Is treatment necessary? Will my child’s anxiety disorder go away on its own? Will he grow out of it?

Like other medical conditions, anxiety disorders tend to be chronic unless properly treated. Most kids find that they need professional guidance to successfully manage and overcome their anxiety. And while family support is important to the recovery process, it is not the cure. (Also beware of any product or program that guarantees a cure or is peddled online or in TV infomercials.) Many licensed mental health professionals have the proper training, education, and experience to properly diagnose and treat your child.

In addition, research shows that children with untreated anxiety disorders are at higher risk to perform poorly in school, to have less developed social skills, and to be more vulnerable to substance abuse. That’s why it’s important to get help as soon as possible.

Your child deserves a future that is free from the limitations of anxiety.

My child has started treatment, but it isn’t working. What should I do?

Most children see signs of improvement within two to six weeks when receiving proper treatment.
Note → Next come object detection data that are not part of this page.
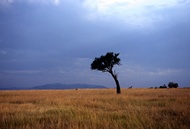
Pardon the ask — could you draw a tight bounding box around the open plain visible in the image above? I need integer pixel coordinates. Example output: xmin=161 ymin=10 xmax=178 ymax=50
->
xmin=0 ymin=89 xmax=190 ymax=129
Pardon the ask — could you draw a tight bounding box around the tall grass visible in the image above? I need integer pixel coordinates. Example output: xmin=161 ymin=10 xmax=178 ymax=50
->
xmin=0 ymin=89 xmax=190 ymax=129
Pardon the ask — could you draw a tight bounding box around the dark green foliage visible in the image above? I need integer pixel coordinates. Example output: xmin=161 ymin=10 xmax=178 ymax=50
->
xmin=91 ymin=52 xmax=120 ymax=72
xmin=168 ymin=82 xmax=178 ymax=88
xmin=91 ymin=52 xmax=121 ymax=94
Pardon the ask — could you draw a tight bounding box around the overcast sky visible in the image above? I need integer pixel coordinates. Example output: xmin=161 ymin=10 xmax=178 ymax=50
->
xmin=0 ymin=0 xmax=190 ymax=87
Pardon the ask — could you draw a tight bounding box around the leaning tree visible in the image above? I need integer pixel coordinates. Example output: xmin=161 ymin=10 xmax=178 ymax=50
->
xmin=91 ymin=52 xmax=121 ymax=94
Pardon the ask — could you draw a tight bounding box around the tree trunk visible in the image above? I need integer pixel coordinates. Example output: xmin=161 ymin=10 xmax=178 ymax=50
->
xmin=110 ymin=71 xmax=121 ymax=94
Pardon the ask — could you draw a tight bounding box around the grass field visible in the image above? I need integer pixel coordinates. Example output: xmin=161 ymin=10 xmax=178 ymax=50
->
xmin=0 ymin=89 xmax=190 ymax=129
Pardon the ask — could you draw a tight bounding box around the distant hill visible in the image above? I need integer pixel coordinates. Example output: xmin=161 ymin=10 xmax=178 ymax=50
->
xmin=0 ymin=83 xmax=107 ymax=90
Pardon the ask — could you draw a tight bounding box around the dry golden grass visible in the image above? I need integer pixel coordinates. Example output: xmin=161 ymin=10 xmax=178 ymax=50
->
xmin=0 ymin=89 xmax=190 ymax=129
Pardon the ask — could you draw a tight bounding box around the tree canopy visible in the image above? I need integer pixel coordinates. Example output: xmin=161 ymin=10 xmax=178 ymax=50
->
xmin=91 ymin=52 xmax=121 ymax=94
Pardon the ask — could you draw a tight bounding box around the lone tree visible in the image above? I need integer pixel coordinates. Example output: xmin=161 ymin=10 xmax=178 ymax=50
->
xmin=91 ymin=52 xmax=121 ymax=94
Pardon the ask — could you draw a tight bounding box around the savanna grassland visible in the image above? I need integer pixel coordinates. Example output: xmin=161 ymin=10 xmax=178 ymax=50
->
xmin=0 ymin=89 xmax=190 ymax=129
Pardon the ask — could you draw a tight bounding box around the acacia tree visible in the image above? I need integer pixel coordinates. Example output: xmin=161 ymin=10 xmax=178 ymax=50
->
xmin=91 ymin=52 xmax=121 ymax=94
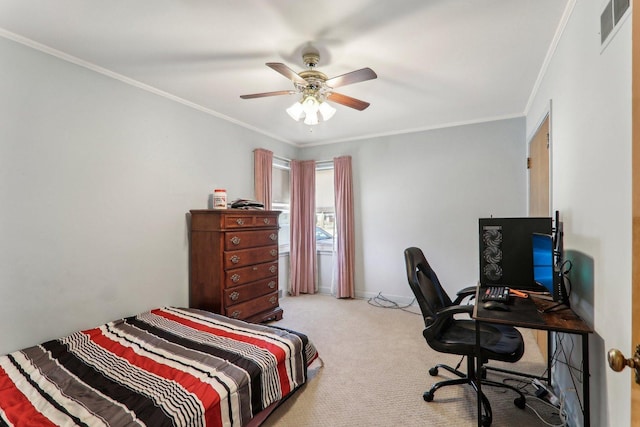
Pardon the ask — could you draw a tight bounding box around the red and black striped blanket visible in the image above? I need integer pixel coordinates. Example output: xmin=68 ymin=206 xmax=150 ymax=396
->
xmin=0 ymin=308 xmax=317 ymax=427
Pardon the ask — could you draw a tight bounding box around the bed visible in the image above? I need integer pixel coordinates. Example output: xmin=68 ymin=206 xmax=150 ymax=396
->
xmin=0 ymin=307 xmax=318 ymax=427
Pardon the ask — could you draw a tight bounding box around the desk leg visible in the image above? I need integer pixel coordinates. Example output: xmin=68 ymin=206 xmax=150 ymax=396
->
xmin=547 ymin=331 xmax=557 ymax=388
xmin=476 ymin=321 xmax=482 ymax=427
xmin=582 ymin=334 xmax=591 ymax=427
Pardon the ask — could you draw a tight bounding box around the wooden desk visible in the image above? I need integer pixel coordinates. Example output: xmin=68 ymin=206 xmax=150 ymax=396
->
xmin=473 ymin=286 xmax=593 ymax=427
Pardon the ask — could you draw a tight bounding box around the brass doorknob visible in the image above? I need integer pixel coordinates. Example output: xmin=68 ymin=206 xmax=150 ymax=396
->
xmin=607 ymin=345 xmax=640 ymax=384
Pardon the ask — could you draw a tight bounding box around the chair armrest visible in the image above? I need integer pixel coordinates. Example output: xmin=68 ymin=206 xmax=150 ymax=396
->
xmin=437 ymin=304 xmax=473 ymax=318
xmin=422 ymin=304 xmax=473 ymax=340
xmin=453 ymin=286 xmax=478 ymax=305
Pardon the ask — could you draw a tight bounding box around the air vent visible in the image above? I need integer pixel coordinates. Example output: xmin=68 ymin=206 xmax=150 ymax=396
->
xmin=600 ymin=1 xmax=613 ymax=44
xmin=613 ymin=0 xmax=629 ymax=25
xmin=600 ymin=0 xmax=629 ymax=45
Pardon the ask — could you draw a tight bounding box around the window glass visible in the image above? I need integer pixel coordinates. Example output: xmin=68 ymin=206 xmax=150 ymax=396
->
xmin=271 ymin=160 xmax=335 ymax=253
xmin=271 ymin=157 xmax=291 ymax=253
xmin=316 ymin=166 xmax=336 ymax=251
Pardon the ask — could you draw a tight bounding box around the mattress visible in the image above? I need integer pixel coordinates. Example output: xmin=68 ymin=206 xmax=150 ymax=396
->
xmin=0 ymin=307 xmax=318 ymax=427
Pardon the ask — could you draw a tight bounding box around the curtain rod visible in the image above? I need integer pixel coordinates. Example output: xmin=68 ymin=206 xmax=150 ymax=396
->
xmin=273 ymin=154 xmax=333 ymax=163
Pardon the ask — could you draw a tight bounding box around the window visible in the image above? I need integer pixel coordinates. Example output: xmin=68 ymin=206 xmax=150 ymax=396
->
xmin=271 ymin=156 xmax=291 ymax=253
xmin=316 ymin=161 xmax=336 ymax=252
xmin=271 ymin=160 xmax=335 ymax=253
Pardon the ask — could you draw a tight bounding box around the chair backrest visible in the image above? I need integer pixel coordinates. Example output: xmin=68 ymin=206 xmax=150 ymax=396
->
xmin=404 ymin=247 xmax=452 ymax=326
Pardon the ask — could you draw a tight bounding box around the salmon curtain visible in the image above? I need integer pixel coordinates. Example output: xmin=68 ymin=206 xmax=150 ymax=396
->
xmin=332 ymin=156 xmax=356 ymax=298
xmin=253 ymin=148 xmax=273 ymax=210
xmin=289 ymin=160 xmax=317 ymax=296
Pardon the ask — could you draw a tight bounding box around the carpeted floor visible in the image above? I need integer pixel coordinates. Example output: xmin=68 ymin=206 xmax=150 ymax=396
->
xmin=263 ymin=295 xmax=561 ymax=427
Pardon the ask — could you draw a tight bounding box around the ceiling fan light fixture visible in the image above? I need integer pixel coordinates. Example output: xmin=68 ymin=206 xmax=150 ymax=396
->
xmin=302 ymin=95 xmax=318 ymax=116
xmin=304 ymin=113 xmax=318 ymax=126
xmin=318 ymin=101 xmax=336 ymax=122
xmin=287 ymin=101 xmax=304 ymax=121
If you don’t see progress after this time, talk to your child’s doctor or therapist about other options or adjusting the medication dosage level.

If the doctor or therapist is unwilling to try a different treatment method or won’t take the time to listen to your concerns, find another mental health professional who will.

Will my child have to take medication for the rest of her life?

Starting a child on an antidepressant (SSRI or SNRI) does not foretell medication for life. Doctors recommend that initial treatment of childhood anxiety disorders with an antidepressant should be continued for about one year. You and your child’s doctor should regularly assess how well the medication is working; longer medication treatment may be recommended if symptoms persist or reoccur.

There is no evidence that SSRIs and SNRIs are addictive. Ask your doctor how long your child will be taking medication and the changes you can expect to see if the medication is working.

What about side effects of medication?

No medication is 100 percent risk-free. SSRIs and SNRIs are generally tolerated with few side effects. The most commonly reported physical side effects include headache, stomachache or nausea, and difficulty sleeping.

Before prescribing medication, your child’s doctor must determine the presence of any physical symptoms that may be related to medical problems or reflect anxiety. Make sure the doctor reviews side effects with you and your child before starting any medication and monitors for symptoms at follow-up visits. Remember that a small number of children may develop more serious side effects, such as thoughts about suicide.

Talk to your doctor about all medications your child may take, including antibiotics and seasonal medications for allergies.